Working together with the soil and caring for the farm animals and trees that benefit from it.
BAPTIST pastor Alan Black, who established the Bethel Christian home for children on the Western Downs of Queensland in 1952, would be proud to see how the Dhiiyaan Aboriginal Centre has carried on his legacy.
Based at Dalby, 210 km from Brisbane, the Dhiiyaan centre has been the custodian of the 16-ha property for eight years developing an indigenous-led initiative that is teaching young people practical skills in forestry and farming.
“It’s about a connection with country, giving young people a sense of purpose and self-worth,” says Vicki Williams, finance administrator of the Brisbane-based Dhiiyaan Aboriginal Corporation.
“This is also a space where new friendships can be developed and health and trauma issues can be healed, encouraged by young groups working together with the soil and caring for the farm animals that benefit from it. And trees are a very important part of this.”
A big productive notch in Queensland’s Brigalow Belt – a wide band of acacia-populated grassland that runs between the tropical rainforest of the coast and the semi-arid interior of the state – the Dhiiyaan property has areas of mature mulga and red gums giving shade for cattle and horses … “and don’t forget the free-range chickens”.
But the property’s tree program got a boost in March with 200,000 Chinchilla white gum seeds (Eucalyptus argophloia) gifted by HQPlantations, one of Australia’s largest growers of certified plantations.
The seeds were presented to the Dhiiyaan centre at Dalby by Simon Dorries, CEO of Responsible Wood, further expanding its spread of sustainable forest accreditation in Queensland.
“The donation by HQPlantations will further highlight the great work under way at Dhilyaan and it was a privilege to support the aims and objectives of the organisation,” Mr Dorries said.
Vicki Williams said the seeds were welcome in a region that experienced harsh weather extremes.
“We’re hoping for 10,000 trees in 10 years,” she said. “A tough target I know but we’re going for it.”
Dhilyaan will propagate the seeds in its own greenhouse for either a January or autumn planting next year, depending on the season and taking advice from the forest industry and a local nursery.
The property with heavy clay soils has been blessed with record rains and the farm dam “the size of two Olympic swimming pools” is overflowing.
By adapting Yeoman’s plough and biodynamic farming methods, the property hopes to get some good healthy bacteria back into the soil.
“The Dhiiyaan community has ebbed and flowed through 17 years and the hard-earned lessons have created a culture of hospitality, integrity and humility among members,” Vicki Willliams said.
“We have had the privilege of being the custodians of our property for eight years, and this has had an incredible influence on all of us and how we live,” she said.
“A particular focus for our community has become an initiative we call True Fella, a name taken from a song by the Warumpi Band.
“For us it represents an opportunity to work and walk with young people who can benefit from a community and property that have the same passions that we have.
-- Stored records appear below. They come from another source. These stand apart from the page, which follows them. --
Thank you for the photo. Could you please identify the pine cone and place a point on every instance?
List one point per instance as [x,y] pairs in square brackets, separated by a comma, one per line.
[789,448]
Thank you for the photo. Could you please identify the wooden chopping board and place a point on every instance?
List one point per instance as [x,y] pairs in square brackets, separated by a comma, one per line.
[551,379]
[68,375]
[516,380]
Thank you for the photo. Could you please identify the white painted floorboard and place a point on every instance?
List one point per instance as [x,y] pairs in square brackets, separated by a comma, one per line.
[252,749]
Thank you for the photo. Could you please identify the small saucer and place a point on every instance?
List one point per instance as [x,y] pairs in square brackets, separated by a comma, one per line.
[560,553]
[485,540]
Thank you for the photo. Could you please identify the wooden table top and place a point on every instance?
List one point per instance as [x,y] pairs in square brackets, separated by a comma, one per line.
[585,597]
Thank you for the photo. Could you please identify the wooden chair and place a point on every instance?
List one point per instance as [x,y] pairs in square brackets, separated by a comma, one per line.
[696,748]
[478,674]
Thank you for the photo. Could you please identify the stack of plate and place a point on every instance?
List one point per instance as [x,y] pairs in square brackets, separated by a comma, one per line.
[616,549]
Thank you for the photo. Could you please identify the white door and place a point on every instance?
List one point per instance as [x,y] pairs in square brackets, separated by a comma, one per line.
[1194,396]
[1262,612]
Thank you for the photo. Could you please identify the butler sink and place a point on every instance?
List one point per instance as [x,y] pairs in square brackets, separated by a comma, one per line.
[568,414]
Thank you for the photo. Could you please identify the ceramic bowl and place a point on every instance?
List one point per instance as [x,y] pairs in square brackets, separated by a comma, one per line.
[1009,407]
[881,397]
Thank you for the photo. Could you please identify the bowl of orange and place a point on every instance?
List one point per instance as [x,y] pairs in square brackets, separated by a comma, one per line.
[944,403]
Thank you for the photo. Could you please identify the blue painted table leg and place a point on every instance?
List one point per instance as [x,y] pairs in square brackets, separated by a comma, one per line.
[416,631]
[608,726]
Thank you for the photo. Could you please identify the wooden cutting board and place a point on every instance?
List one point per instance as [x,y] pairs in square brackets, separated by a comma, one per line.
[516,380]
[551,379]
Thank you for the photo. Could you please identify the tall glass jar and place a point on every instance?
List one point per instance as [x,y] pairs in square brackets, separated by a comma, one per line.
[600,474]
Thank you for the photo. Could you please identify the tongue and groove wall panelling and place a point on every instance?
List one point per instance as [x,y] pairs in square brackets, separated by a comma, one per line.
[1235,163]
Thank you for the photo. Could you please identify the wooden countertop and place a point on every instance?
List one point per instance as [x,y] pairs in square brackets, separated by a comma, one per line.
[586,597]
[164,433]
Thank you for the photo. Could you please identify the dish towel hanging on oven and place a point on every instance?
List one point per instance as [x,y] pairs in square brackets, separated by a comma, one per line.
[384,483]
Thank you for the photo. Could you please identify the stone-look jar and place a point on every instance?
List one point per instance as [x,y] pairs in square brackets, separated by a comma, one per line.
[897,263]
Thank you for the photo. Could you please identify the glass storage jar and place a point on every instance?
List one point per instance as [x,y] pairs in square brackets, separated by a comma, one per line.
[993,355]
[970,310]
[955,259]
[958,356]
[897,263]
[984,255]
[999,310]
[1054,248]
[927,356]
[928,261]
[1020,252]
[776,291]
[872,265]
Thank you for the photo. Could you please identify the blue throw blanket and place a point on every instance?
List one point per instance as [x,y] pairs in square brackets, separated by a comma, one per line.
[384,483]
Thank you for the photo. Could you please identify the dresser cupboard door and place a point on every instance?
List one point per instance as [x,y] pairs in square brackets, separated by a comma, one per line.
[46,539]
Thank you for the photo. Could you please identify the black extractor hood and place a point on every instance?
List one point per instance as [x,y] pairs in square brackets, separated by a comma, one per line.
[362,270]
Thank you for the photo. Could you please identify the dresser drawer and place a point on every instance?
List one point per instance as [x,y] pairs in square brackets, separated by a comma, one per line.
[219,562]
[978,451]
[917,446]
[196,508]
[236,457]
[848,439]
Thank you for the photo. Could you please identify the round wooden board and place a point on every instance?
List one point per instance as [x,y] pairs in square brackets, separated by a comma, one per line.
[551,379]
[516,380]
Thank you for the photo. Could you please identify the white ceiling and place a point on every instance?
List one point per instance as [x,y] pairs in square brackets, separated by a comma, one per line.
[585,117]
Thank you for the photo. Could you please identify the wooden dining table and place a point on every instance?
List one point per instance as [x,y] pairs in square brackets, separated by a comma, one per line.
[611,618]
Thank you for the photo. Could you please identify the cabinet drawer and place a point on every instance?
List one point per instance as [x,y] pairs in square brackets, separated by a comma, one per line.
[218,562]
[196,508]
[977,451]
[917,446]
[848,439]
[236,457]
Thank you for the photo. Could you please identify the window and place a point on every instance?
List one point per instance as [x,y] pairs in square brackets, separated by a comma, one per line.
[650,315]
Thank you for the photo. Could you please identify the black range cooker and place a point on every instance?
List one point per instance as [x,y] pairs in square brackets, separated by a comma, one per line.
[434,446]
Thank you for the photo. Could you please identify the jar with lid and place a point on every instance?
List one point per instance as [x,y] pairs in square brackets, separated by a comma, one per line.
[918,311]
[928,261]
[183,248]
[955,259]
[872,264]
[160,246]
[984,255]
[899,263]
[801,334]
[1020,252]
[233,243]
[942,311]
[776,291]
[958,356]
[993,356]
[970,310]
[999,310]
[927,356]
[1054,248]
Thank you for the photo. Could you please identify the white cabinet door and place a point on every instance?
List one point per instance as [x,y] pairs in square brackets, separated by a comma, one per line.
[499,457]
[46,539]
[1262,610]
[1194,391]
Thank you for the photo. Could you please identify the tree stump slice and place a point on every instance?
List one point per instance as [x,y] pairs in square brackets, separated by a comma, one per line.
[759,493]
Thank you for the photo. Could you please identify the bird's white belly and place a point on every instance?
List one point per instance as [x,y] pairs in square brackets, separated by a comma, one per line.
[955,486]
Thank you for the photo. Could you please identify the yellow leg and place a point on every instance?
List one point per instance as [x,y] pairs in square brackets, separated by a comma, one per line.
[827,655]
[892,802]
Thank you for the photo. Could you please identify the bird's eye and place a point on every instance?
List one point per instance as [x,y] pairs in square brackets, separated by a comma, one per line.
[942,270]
This also includes conducting camps that give the opportunity to connect to ‘Creator, Country and Community’, a ‘whole-of-life’ support for families.
“Young people are given the opportunity to visit on weekends and at other times Dhiiyaan is a meeting place for a loving and safe community.”
The Darling Downs was inhabited by the indigenous tribes of the Jagera, Giabal and Jarowair people for at least 40,000 years before European settlement. Estimations place the indigenous population pre-settlement from 1500 to 2500 people. This was originally known as the ‘upland area’ and indigenous people used a technique in hunting food where they would burn the grasslands with the new, green sprouts attracting animals. This earned them the name ‘Gooneburra’, or ‘the ones who hunt with fire’, by coastal tribes.
The sister Dhiiyaan Aboriginal Centre at Moree, 630 km north of Sydney, holds one of the state’s largest collections of Aboriginal family records. The Dhiiyaan provides a wonderful space for community to enjoy and learn about Aboriginal culture. With more than 100,000 artefacts and documents in its collection, including genealogies, a database of Aboriginal ex-service people, books, local photographs and burial records, the centre is able to assist with family, local and Gamilaroi history inquiries.